What are State Space Models?

A state space model or SSM is a partially observed Markov model, in which the hidden state, \(\hidden_t\), evolves over time according to a Markov process, possibly conditional on external inputs or controls \(\input_t\), and each hidden state generates some observations \(\obs_t\) at each time step. (In this book, we mostly focus on discrete time systems, although we consider the continuous-time case in XXX.) We get to see the observations, but not the hidden state. Our main goal is to infer the hidden state given the observations. However, we can also use the model to predict future observations, by first predicting future hidden states, and then predicting what observations they might generate. By using a hidden state \(\hidden_t\) to represent the past observations, \(\obs_{1:t-1}\), the model can have ``infinite’’ memory, unlike a standard Markov model.

../../_images/SSM-AR-inputs.png

Fig. 1 Illustration of an SSM as a graphical model.

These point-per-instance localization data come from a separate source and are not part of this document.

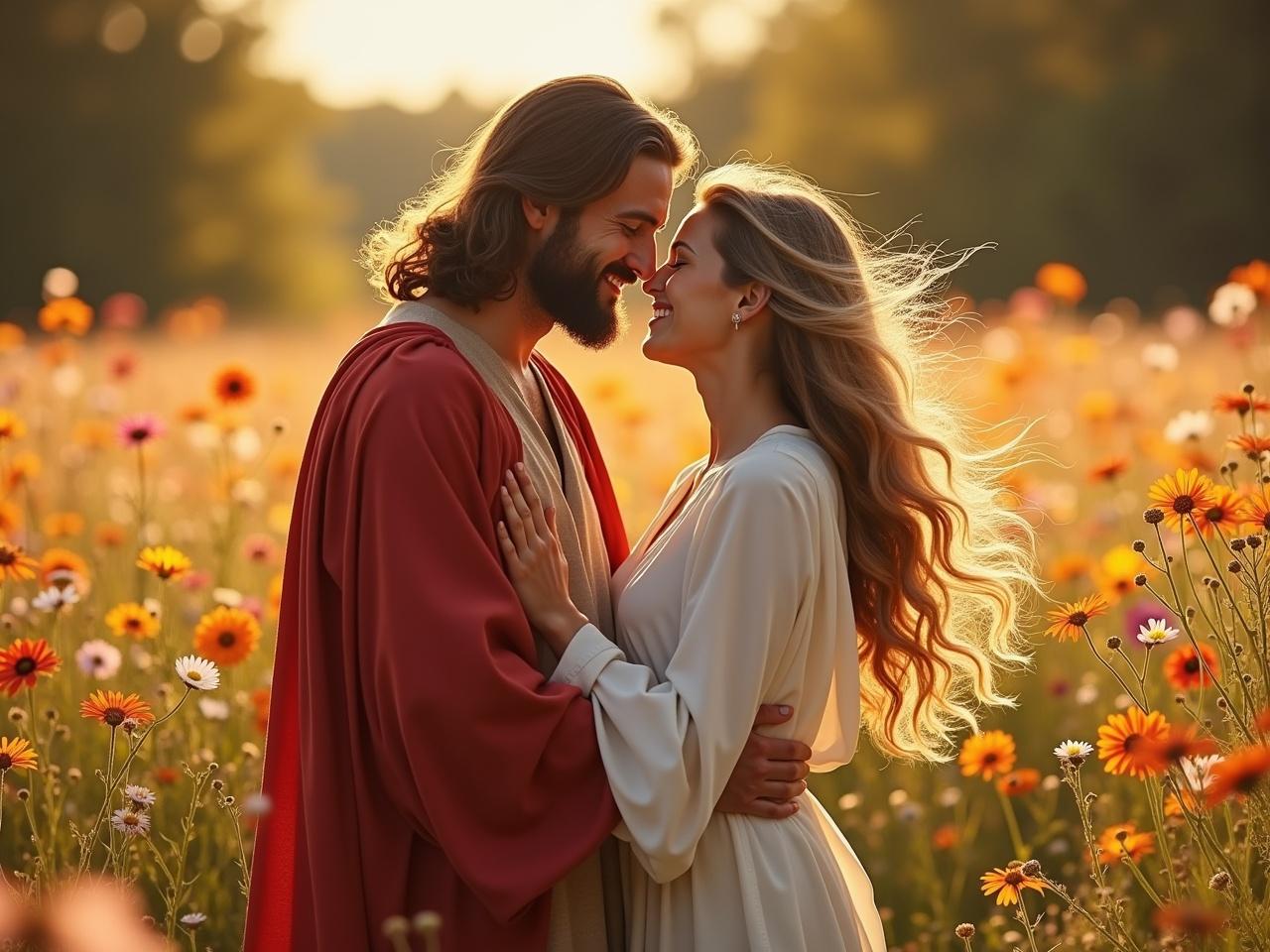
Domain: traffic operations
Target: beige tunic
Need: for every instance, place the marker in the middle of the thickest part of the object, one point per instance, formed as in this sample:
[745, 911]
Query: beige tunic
[587, 902]
[742, 599]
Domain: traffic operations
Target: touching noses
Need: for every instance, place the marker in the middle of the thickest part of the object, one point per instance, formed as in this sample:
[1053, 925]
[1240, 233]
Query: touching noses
[656, 284]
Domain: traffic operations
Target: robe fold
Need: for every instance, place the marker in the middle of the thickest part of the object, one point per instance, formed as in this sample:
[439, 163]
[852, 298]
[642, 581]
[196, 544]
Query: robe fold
[417, 758]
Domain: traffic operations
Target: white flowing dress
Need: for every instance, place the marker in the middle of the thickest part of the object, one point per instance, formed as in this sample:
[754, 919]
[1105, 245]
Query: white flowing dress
[735, 598]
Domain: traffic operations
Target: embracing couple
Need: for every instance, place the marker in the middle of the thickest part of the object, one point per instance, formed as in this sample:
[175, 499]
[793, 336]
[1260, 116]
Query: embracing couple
[485, 703]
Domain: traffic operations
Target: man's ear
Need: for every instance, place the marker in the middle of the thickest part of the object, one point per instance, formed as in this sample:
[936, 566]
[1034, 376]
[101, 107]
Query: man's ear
[540, 217]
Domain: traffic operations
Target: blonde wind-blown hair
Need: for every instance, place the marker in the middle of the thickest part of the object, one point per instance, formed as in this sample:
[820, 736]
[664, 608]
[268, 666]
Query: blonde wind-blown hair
[939, 565]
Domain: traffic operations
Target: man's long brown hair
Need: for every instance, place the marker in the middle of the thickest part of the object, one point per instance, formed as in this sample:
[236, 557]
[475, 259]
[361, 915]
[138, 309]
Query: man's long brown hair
[567, 143]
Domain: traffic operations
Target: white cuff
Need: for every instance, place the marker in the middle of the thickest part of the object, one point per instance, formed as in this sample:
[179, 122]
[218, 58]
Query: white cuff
[584, 657]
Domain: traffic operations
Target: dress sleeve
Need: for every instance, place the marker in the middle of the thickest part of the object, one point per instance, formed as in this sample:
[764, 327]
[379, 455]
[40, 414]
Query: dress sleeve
[477, 752]
[671, 747]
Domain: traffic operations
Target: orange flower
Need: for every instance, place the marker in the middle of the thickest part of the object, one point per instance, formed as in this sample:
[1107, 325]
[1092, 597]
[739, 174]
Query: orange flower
[16, 754]
[1255, 275]
[1109, 468]
[64, 525]
[1072, 617]
[1182, 494]
[1189, 919]
[947, 837]
[1250, 443]
[10, 425]
[1062, 281]
[112, 708]
[1257, 512]
[1121, 740]
[60, 566]
[1228, 511]
[1008, 884]
[1183, 667]
[1238, 774]
[1071, 566]
[16, 563]
[1238, 404]
[1178, 743]
[164, 561]
[1112, 847]
[109, 535]
[226, 635]
[1019, 782]
[66, 313]
[987, 754]
[132, 620]
[232, 385]
[23, 661]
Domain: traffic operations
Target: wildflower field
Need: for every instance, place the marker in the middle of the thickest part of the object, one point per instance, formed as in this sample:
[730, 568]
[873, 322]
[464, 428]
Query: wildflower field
[146, 471]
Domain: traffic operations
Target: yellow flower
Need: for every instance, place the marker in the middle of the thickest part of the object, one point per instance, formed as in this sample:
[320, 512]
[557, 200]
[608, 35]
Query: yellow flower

Formally we can define an SSM as the following joint distribution:

(1)\[p(\obs_{1:T},\hidden_{1:T}|\inputs_{1:T}) = \left[ p(\hidden_1|\inputs_1) \prod_{t=2}^{T} p(\hidden_t|\hidden_{t-1},\inputs_t) \right] \left[ \prod_{t=1}^T p(\obs_t|\hidden_t, \inputs_t, \obs_{t-1}) \right]\]

where \(p(\hidden_t|\hidden_{t-1},\inputs_t)\) is the transition model, \(p(\obs_t|\hidden_t, \inputs_t, \obs_{t-1})\) is the observation model, and \(\inputs_{t}\) is an optional input or action. See Fig. 1 for an illustration of the corresponding graphical model.

We often consider a simpler setting in which the observations are conditionally independent of each other (rather than having Markovian dependencies) given the hidden state. In this case the joint simplifies to

(2)\[p(\obs_{1:T},\hidden_{1:T}|\inputs_{1:T}) = \left[ p(\hidden_1|\inputs_1) \prod_{t=2}^{T} p(\hidden_t|\hidden_{t-1},\inputs_t) \right] \left[ \prod_{t=1}^T p(\obs_t|\hidden_t, \inputs_t) \right]\]

Sometimes there are no external inputs, so the model further simplifies to the following unconditional generative model:

(3)\[p(\obs_{1:T},\hidden_{1:T}) = \left[ p(\hidden_1) \prod_{t=2}^{T} p(\hidden_t|\hidden_{t-1}) \right] \left[ \prod_{t=1}^T p(\obs_t|\hidden_t) \right]\]

See Fig. 2 for an illustration of the corresponding graphical model.

../../_images/SSM-simplified.png

Fig. 2 Illustration of a simplified SSM.

SSMs are widely used in many areas of science, engineering, finance, economics, etc. The main applications are state estimation (i.e., inferring the underlying hidden state of the system given the observation), forecasting (i.e., predicting future states and observations), and control (i.e., inferring the sequence of inputs that will give rise to a desired target state). We will discuss these applications in later chapters.